Dito estas, algo importante para se contextualizar quando trago o lado
sociológico, é que a história desde os primórdios tem sido contada pelos
vencedores.
E se a história contada antes não girasse em torno do
poder dado há um ciclo de vencidos que procuram sua glória, poderia a história
ter sido outra? Hegel dizia que de tempos em tempos, o poder no mundo toma
outros ventos, e tudo leva a crer que esse vento sopra muito forte agora para o
lado oriental, ou seria outra história?
Aqui uma frase do país asiático, que merece atenção:
“Não importa se o gato é preto ou branco, o importante é que ele pegue os
ratos”. No sistema capitalista que o mundo aderiu o neoliberalismo, o que pode
ser interpretado por esta frase chinesa senão, diga democracia versus ditadura,
diga-se comunismo com riqueza capitalista, ou seria muita ousadia do sistema
que tem mais de 1 bilhão e 400 milhões de pessoas ter como meta a erradicação da
pobreza de sua população, algo em pleno horizonte?

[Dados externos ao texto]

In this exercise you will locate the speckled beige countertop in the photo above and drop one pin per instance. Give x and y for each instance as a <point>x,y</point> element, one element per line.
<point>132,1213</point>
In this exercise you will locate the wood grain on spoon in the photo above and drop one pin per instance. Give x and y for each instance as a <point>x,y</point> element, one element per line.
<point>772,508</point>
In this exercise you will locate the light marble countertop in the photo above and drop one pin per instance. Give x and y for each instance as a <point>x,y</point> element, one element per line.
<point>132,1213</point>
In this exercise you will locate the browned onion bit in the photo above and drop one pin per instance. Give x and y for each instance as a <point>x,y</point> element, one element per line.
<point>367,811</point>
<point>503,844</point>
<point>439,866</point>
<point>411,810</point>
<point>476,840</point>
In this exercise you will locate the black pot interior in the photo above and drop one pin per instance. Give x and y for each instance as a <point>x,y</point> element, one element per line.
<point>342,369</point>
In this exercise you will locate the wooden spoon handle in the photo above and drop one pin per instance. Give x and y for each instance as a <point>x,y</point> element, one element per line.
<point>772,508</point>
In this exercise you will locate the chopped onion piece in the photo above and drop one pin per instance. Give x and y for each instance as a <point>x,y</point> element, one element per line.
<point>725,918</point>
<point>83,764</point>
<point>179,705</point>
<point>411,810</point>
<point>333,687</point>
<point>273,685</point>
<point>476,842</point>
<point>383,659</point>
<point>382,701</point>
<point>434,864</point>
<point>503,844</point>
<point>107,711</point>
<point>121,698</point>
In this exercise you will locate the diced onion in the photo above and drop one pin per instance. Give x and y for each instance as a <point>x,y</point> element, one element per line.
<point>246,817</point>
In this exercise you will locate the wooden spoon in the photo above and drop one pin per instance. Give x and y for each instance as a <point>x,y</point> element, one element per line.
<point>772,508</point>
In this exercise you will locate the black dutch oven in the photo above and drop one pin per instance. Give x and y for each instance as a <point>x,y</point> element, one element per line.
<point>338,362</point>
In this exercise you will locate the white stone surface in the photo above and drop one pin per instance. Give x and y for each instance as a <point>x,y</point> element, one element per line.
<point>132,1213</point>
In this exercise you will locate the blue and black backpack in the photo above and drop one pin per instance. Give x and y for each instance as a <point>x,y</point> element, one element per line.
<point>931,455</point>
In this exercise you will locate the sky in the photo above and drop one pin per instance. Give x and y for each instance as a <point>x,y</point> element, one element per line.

O mundo que então é narrado pelos vencedores, ou
seja, pelos atores que têm o poder de contar e escrever a história, tal como é
lida pelos perdedores, ganhara cores e sabores de textos e aulas por uma
corrente de ferro. Os subalternos do terceiro mundo se quiserem, encontram os resultados
já prontos, sobretudo, quando olhamos os últimos dois séculos (XIX e XX)
marcados pelas mudanças sociais, econômicas, políticas e culturais – muito
significativas na história (ver Hobsbawn, e contraponha a história oficial do
progresso).
E por ocasião dos 100 anos do Partido Comunista
Chinês, do qual trataremos aqui, a sociologia é sui generis quando se trata de ideologia deste mundo já dito sendo narrado
e escrito, tal como contado, pelos vencedores.
Pois bem, antes de adentrar o significado da
comemoração dos 100 anos do Partido Comunista Chinês, voltemos um tanto até o início do século XIX. Quando ali um
clássico na economia política era lido na Inglaterra (A riqueza das nações,
Adam Smith), a mesma que fora testemunha no século XVIII, de duas revoluções, a
Revolução Americana (um algoz de sua colônia inglesa) e a Revolução Francesa.
Primeiramente, é preciso contar que esse mundo de
novas relações sociais capitalistas teve em sua identidade os bens de consumo.
Um ponto de partida para a felicidade do indivíduo aqui propagada pelas teorias
econômicas, encontraria no discurso utilitarista um pai para chamar de seu, ‘Jeremy
Bentham’, com sua lógica da utilidade e felicidade individual. Outro grande
economista clássico que leu e propagou as ideias de Bentham foi David Ricardo
(a quem Marx leu com cuidado); filho de banqueiro e parlamentar, David Ricardo
teve um papel fundamental na transição da economia política burguesa. Aqui já
podemos citar que existia um conflito de classes, entre a burguesia e os
grandes fundiários aristocratas da época. A burguesia buscava mais direitos
para sua classe, o que, a aproximava da luta dos direitos dos trabalhadores nas
fábricas do século XIX (a história, porém, demonstra que tal luta fora moldada
por interesses próprios desta classe burguesa).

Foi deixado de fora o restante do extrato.